Nací en la casa familiar, una modesta vivienda de renta antigua a trescientos metros del Mediterráneo, en la misma cama donde nacieron y murieron mis abuelos.
Y nací rodeado de cuatro sencillos muebles, de aquellos que no solo duraban toda la vida, sino que con una capa más de pulimento, pasaban de una generación a otra, como único legado de los muertos; tal vez por no haber muchos más que dejar a los herederos, amén del retrato y el parche de un bisabuelo caporal, que en la guerra de África un moro dejó tuerto.
Tiempos de neveras que solo enfriaban si les metías hielo, aparcadas junto a negras y ahumadas cocinas de hierro, donde se guisaba con carbón y cariño los escasos alimentos.

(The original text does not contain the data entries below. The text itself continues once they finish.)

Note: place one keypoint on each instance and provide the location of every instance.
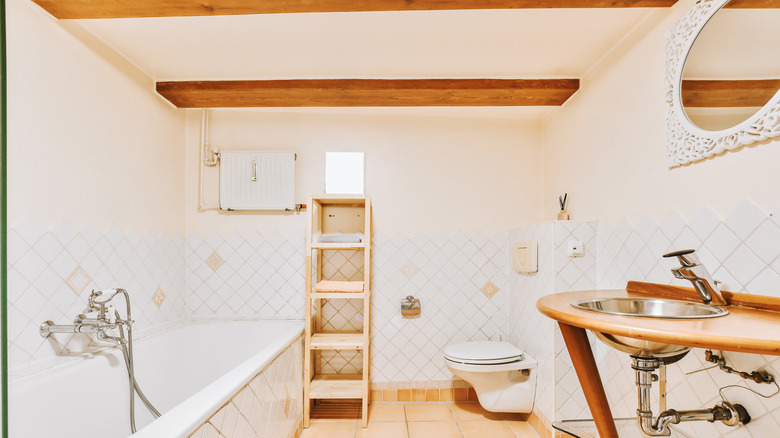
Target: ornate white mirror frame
(686, 142)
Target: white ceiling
(538, 43)
(522, 43)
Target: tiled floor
(418, 420)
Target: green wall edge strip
(3, 220)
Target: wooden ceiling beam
(368, 92)
(78, 9)
(728, 93)
(753, 4)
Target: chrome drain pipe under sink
(729, 414)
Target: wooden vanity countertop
(752, 325)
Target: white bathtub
(188, 373)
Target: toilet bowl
(503, 376)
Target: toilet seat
(483, 353)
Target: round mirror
(719, 65)
(733, 68)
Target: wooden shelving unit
(332, 214)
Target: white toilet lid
(486, 352)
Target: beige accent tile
(427, 429)
(159, 297)
(489, 289)
(386, 412)
(472, 411)
(396, 429)
(479, 429)
(330, 429)
(522, 429)
(215, 261)
(428, 412)
(78, 280)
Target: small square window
(344, 172)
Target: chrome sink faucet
(693, 270)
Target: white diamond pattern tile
(57, 260)
(740, 251)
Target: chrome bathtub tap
(691, 269)
(107, 319)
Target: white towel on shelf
(341, 238)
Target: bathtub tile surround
(252, 276)
(52, 271)
(264, 275)
(78, 280)
(270, 405)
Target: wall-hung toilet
(503, 376)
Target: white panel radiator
(253, 180)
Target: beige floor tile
(472, 411)
(437, 429)
(522, 429)
(394, 429)
(485, 428)
(386, 412)
(330, 429)
(428, 412)
(511, 416)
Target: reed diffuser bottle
(562, 200)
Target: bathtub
(200, 376)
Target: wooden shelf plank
(337, 386)
(368, 92)
(337, 341)
(340, 286)
(80, 9)
(330, 199)
(337, 295)
(354, 246)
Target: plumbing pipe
(206, 158)
(728, 414)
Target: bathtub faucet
(107, 318)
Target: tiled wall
(270, 405)
(461, 282)
(52, 272)
(741, 251)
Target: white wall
(423, 173)
(95, 185)
(607, 146)
(88, 140)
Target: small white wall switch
(576, 249)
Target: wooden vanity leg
(582, 357)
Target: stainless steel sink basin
(648, 308)
(651, 308)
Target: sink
(648, 308)
(651, 308)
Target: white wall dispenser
(256, 180)
(524, 257)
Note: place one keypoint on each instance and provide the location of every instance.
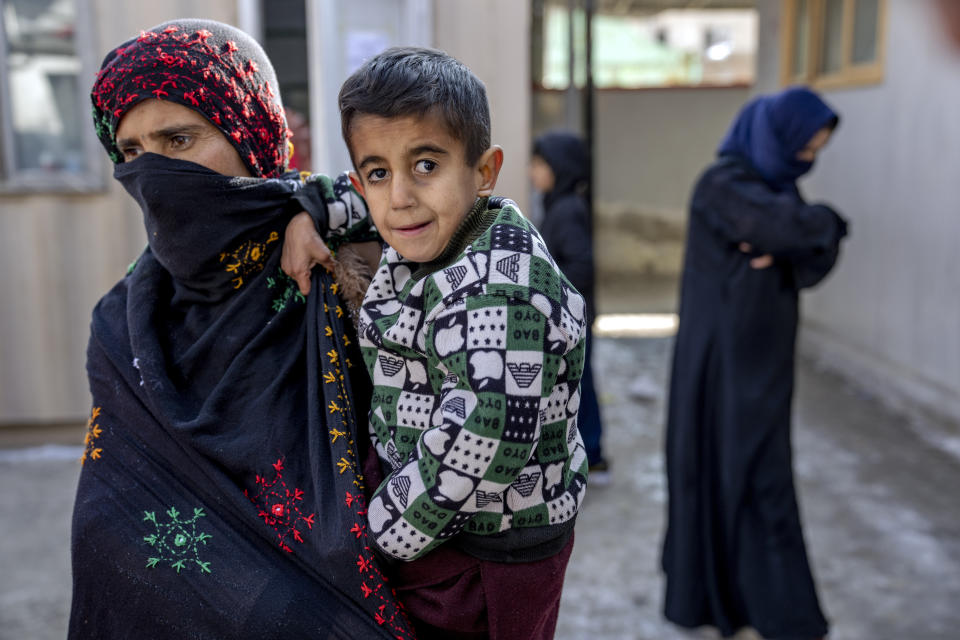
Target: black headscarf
(221, 494)
(770, 130)
(569, 160)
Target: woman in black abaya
(734, 553)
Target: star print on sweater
(476, 361)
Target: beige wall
(492, 37)
(59, 254)
(889, 315)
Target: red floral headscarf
(208, 66)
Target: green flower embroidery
(176, 542)
(287, 288)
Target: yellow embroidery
(93, 432)
(247, 259)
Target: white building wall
(890, 313)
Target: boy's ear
(488, 169)
(355, 179)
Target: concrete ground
(878, 492)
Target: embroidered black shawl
(221, 493)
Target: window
(637, 49)
(46, 136)
(833, 43)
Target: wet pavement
(878, 492)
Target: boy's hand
(303, 249)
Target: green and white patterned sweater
(476, 361)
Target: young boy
(474, 341)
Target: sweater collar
(475, 223)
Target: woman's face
(813, 147)
(176, 131)
(541, 175)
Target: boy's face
(416, 181)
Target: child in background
(560, 171)
(474, 341)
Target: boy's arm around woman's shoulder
(334, 214)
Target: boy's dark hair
(404, 81)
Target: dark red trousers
(450, 595)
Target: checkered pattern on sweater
(476, 369)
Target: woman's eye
(426, 166)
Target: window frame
(15, 180)
(849, 74)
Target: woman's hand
(760, 262)
(303, 249)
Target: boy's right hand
(303, 249)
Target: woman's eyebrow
(165, 132)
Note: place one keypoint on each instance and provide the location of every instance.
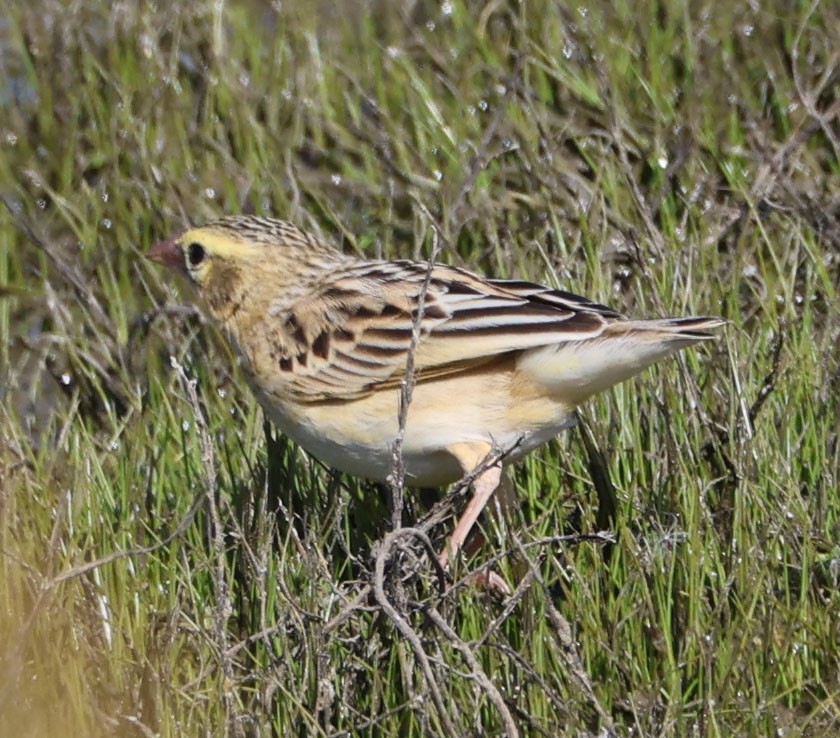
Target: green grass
(170, 568)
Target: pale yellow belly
(358, 436)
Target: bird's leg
(470, 456)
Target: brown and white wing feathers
(352, 337)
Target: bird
(324, 339)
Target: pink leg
(483, 488)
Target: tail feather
(575, 370)
(697, 328)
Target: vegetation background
(170, 567)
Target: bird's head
(236, 254)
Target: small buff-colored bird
(324, 340)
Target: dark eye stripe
(195, 254)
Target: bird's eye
(195, 254)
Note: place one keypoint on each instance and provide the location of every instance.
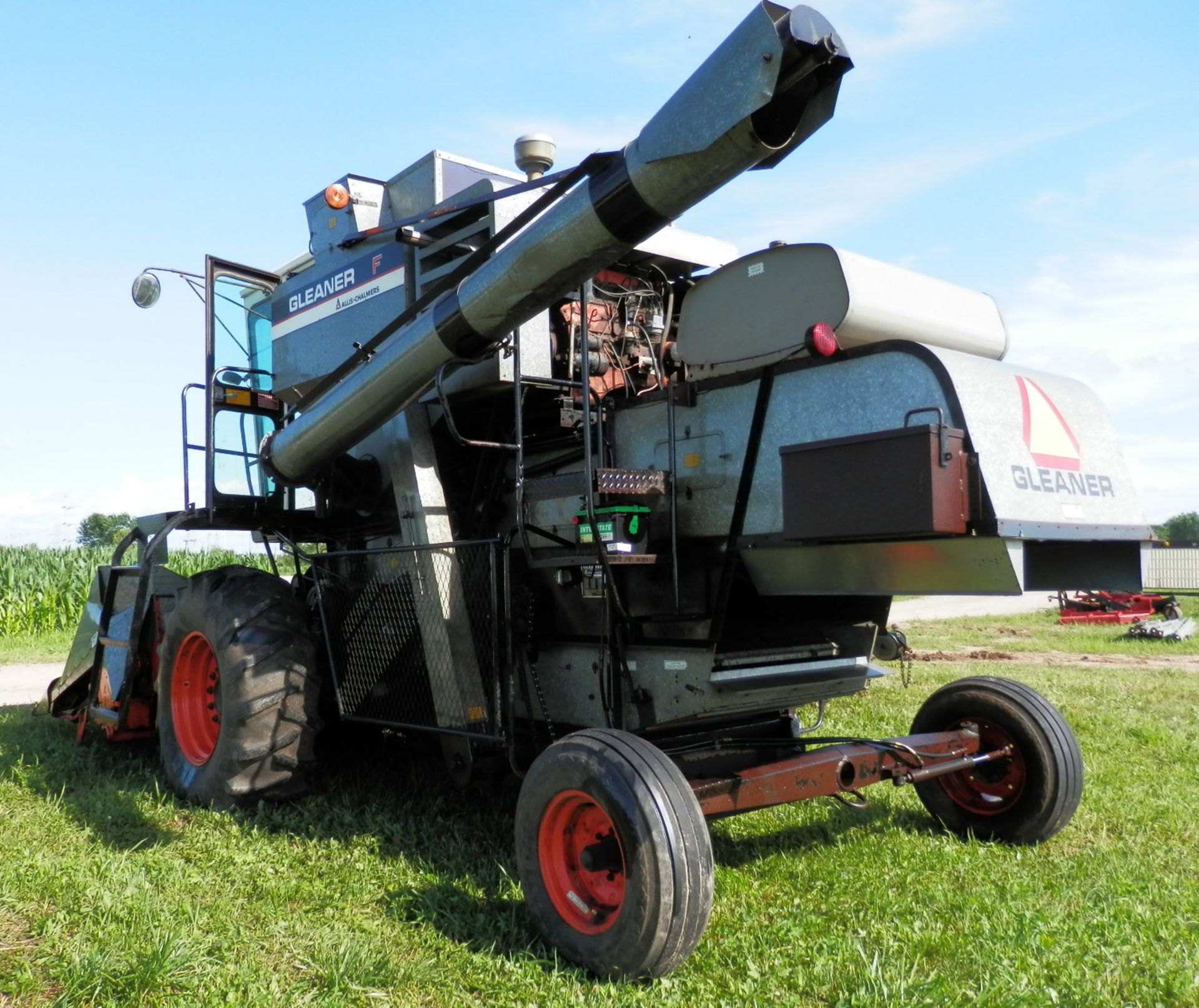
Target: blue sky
(1045, 152)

Y conocí los primeros teléfonos, aquellos cacharros “vintage” de madera y baquelita tintada de negro, que colgaban en la pared sin disco numérico, con tan solo con una manivela que había que girar hasta el agotamiento, a la espera de que una señora de voz aflautada, tras decirle que querías hablar, te dijera que esperases un momento. Al final te pasaba y hablabas, aun sabiendo que tu conversación iba a ser más pública que la manida entrepierna de la madame del puerto.

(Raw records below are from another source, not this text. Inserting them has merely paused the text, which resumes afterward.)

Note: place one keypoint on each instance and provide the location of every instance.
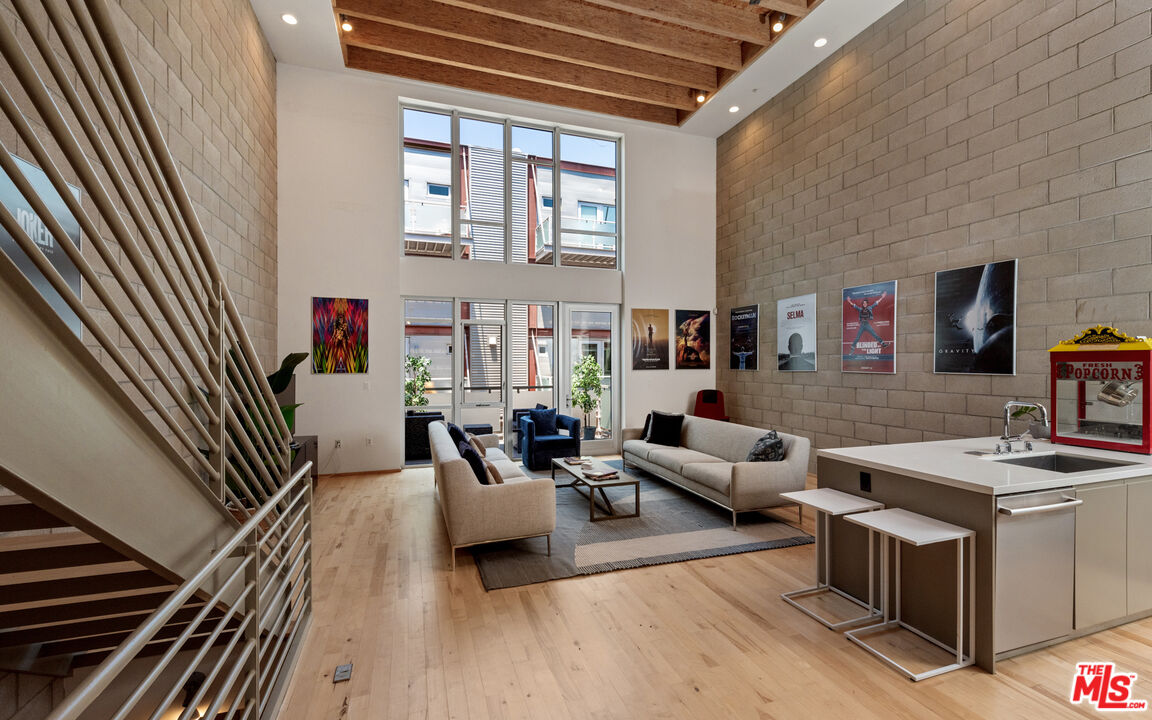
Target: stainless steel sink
(1061, 462)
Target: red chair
(710, 404)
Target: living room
(935, 136)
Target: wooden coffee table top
(578, 471)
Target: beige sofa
(710, 462)
(474, 514)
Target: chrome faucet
(1017, 403)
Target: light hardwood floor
(707, 638)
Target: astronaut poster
(869, 328)
(976, 319)
(745, 338)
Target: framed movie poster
(868, 324)
(694, 334)
(796, 333)
(650, 339)
(38, 233)
(976, 319)
(745, 338)
(339, 335)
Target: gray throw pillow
(768, 448)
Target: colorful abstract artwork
(339, 335)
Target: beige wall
(949, 134)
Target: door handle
(1066, 502)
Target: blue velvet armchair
(538, 451)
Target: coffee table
(576, 471)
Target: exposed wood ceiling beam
(532, 39)
(509, 63)
(424, 70)
(744, 24)
(613, 27)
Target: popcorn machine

Tiempos de una niñez donde no existía televisión, ni aire acondicionado. Tiempos en los que si tenías frío te cubrías y si tenías calor te quedabas descubierto. Todo simple y sin averías, como aquellas bolsas de caucho que llenas de agua caliente te evitaba tiritones, quebrantos y lamentos, cuando entrabas en la cama durante las gélidas noches de febrero. Aquellos entrañables recipientes que olían a goma recalentada, madre, hogar e invierno.
Tiempos donde jugabas con lo primero que pillabas, aunque fuera tirar piedras al avispero, cada vez que pasaba el cartero.
Tiempos de escasez, mesa camilla y brasero, jugando a volar, corriendo con los brazos abiertos, cual alas luchando contra el viento; mientras tus días se perfumaban de aroma a postguerra, carestía, Agua del Carmen, aceite ricino y linimento. Testimonio vivo de un tiempo pasado, donde era feliz, sin saberlo.
Tal vez sea esa ignorancia de lo feliz que vivía, aunque entonces no lo sabía, lo único que de mi niñez hoy lamento.